Bundespatentgericht:
Beschluss vom 19. Juni 2001
Aktenzeichen: 24 W (pat) 111/00

(BPatG: Beschluss v. 19.06.2001, Az.: 24 W (pat) 111/00)

Tenor

Auf die Beschwerde der Widersprechenden wird der Beschluß der Markenstelle für Klasse 3 des Deutschen Patent- und Markenamts vom 14. Juni 2000 aufgehoben, soweit der Widerspruch aus der Marke 1 175 728 für die Waren "ätherische Öle, Haarwässer" zurückgewiesen worden ist.

Wegen des Widerspruchs aus der Marke 1 175 728 wird antragsgemäß für die Waren "ätherische Öle, Haarwässer" die Löschung der Marke 394 05 366 angeordnet.

Gründe

I Die Wortmarke 394 05 366 DECUBAL ist am 23. März 1995 gemäß § 6a WZG in das Register eingetragen worden. Das Warenverzeichnis hatte zuletzt folgende Fassung:

"Seifen, Parfümerien, ätherische Öle, Mittel zur Körper- und Schönheitspflege, Haarwässer; pharmazeutische Erzeugnisse sowie Präparate für die Gesundheitspflege, nämlich dermatologische Präparate sowie Cremes, Lotionen, Salben und Seifen für die medizinische Zwecke, ausgenommen Präparate für onkologische und gynäkologische Zwecke in Klasse 5".

Dagegen ist Widerspruch erhoben worden ua aus der Wortmarke 1 175 728 ECURAL, die seit dem 2. Mai 1991 für folgende Waren in dem Register eingetragen ist:

"Pharmazeutische dermatologische Erzeugnisse, nämlich Korticosteroid-Präparate zur äußeren Anwendung".

Wegen dieses Widerspruchs hat die Markenstelle für Klasse 3 des Deutschen Patent- und Markenamts mit Beschluß vom 14. Juni 2000 die teilweise Löschung der angegriffenen Marke angeordnet, nämlich für die Waren

"Seifen, Mittel zur Körper- und Schönheitspflege, pharmazeutische Erzeugnisse sowie Präparate für die Gesundheitspflege, nämlich dermatologische Präparate sowie Cremes, Lotionen, Salben und Seifen für medizinische Zwecke, ausgenommen Präparate für onkologische und gynäkologische Zwecke in Klasse 5".
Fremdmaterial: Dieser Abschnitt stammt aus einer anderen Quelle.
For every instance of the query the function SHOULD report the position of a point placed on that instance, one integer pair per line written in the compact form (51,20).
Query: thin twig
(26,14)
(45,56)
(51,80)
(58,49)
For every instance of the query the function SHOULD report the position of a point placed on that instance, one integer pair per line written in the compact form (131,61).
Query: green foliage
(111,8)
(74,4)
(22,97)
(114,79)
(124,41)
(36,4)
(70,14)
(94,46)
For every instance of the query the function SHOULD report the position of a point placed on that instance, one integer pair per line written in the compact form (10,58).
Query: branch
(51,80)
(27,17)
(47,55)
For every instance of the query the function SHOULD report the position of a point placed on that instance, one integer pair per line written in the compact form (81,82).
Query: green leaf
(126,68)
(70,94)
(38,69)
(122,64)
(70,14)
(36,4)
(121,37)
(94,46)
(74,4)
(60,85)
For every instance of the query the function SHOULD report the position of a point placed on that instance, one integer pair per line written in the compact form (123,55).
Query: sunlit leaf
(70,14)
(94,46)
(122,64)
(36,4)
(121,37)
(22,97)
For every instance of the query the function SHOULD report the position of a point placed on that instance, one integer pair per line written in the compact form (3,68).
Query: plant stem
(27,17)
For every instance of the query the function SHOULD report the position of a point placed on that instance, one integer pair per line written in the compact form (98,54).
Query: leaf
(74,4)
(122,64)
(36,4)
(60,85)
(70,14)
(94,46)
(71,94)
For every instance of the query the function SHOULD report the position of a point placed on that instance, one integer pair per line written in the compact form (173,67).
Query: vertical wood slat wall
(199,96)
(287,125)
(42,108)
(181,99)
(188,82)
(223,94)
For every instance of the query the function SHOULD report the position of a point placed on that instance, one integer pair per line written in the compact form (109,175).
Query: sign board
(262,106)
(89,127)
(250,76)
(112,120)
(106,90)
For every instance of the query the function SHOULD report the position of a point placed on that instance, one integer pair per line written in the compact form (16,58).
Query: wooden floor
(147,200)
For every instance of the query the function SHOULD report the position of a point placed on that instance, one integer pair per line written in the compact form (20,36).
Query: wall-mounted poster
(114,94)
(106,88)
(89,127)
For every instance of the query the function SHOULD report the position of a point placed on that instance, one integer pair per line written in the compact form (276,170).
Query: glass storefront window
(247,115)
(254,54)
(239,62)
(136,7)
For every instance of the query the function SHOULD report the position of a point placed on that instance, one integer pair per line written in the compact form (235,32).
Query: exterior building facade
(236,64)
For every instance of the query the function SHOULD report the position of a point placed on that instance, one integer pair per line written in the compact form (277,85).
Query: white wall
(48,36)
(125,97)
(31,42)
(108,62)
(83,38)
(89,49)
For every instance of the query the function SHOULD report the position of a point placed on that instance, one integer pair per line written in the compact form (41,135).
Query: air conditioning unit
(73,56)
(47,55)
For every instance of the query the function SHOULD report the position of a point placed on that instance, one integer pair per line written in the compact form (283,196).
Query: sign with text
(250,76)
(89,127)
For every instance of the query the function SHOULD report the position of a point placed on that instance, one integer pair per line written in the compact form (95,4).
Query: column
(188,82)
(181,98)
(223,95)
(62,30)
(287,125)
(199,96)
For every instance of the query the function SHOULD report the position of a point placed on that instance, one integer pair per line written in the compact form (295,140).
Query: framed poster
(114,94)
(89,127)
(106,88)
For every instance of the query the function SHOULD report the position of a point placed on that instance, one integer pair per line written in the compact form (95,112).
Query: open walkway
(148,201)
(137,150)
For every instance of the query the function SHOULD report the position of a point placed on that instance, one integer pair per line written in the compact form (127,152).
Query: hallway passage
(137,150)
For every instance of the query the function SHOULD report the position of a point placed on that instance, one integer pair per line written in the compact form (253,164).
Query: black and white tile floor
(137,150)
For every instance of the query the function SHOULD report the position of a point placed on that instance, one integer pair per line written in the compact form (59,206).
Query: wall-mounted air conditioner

Im übrigen ist der Widerspruch zurückgewiesen worden. Die teilweise Zurückweisung hat die Markenstelle damit begründet, daß zwischen den Waren "Parfümerien, ätherische Öle, Haarwässer" aus dem Warenverzeichnis der angegriffenen Marke und den Waren der Widerspruchsmarke ein hinreichend großer Abstand bestehe, um eine Verwechslungsgefahr iSv § 9 Abs 1 Nr 2 MarkenG auszuschließen.

Gegen diesen Beschluß richtet sich die Beschwerde der Widersprechenden. Sie meint, daß die angegriffene Marke der Widerspruchsmarke auch insoweit verwechselbar nahe komme, als die angegriffene Marke für die Waren "ätherische Öle, Haarwässer" eingetragen worden sei. Unter der Widerspruchsmarke würden eine Lösung und eine Salbe jeweils mit dem Wirkstoff Mometason-Furoat als Mittel gegen entzündliche und juckende Hauterkrankungen der behaarten Kopfhaut vertrieben. Diese Mittel seien den "ätherischen Ölen" und "Haarwässern" aus dem Warenverzeichnis der angegriffenen Marke ähnlich mit der Folge, daß zwischen den Vergleichsmarken auch hinsichtlich dieser Waren eine klangliche Verwechslungsgefahr iSv § 9 Abs 1 Nr 2 MarkenG bestehe.

Die Widersprechende stellt den (sinngemäßen) Antrag, den Beschluß der Markenstelle für Klasse 3 des Deutschen Patent- und Markenamts vom 14. Juni 2000 insoweit aufzuheben, als darin der Widerspruch aus der Marke 1 175 728 für die Waren "ätherische Öle, Haarwässer" zurückgewiesen worden ist, und die Löschung der angegriffenen Marke 394 05 366 auch für diese Waren anzuordnen.

Die Markeninhaberin beantragt, die Beschwerde der Widersprechenden zurückzuweisen.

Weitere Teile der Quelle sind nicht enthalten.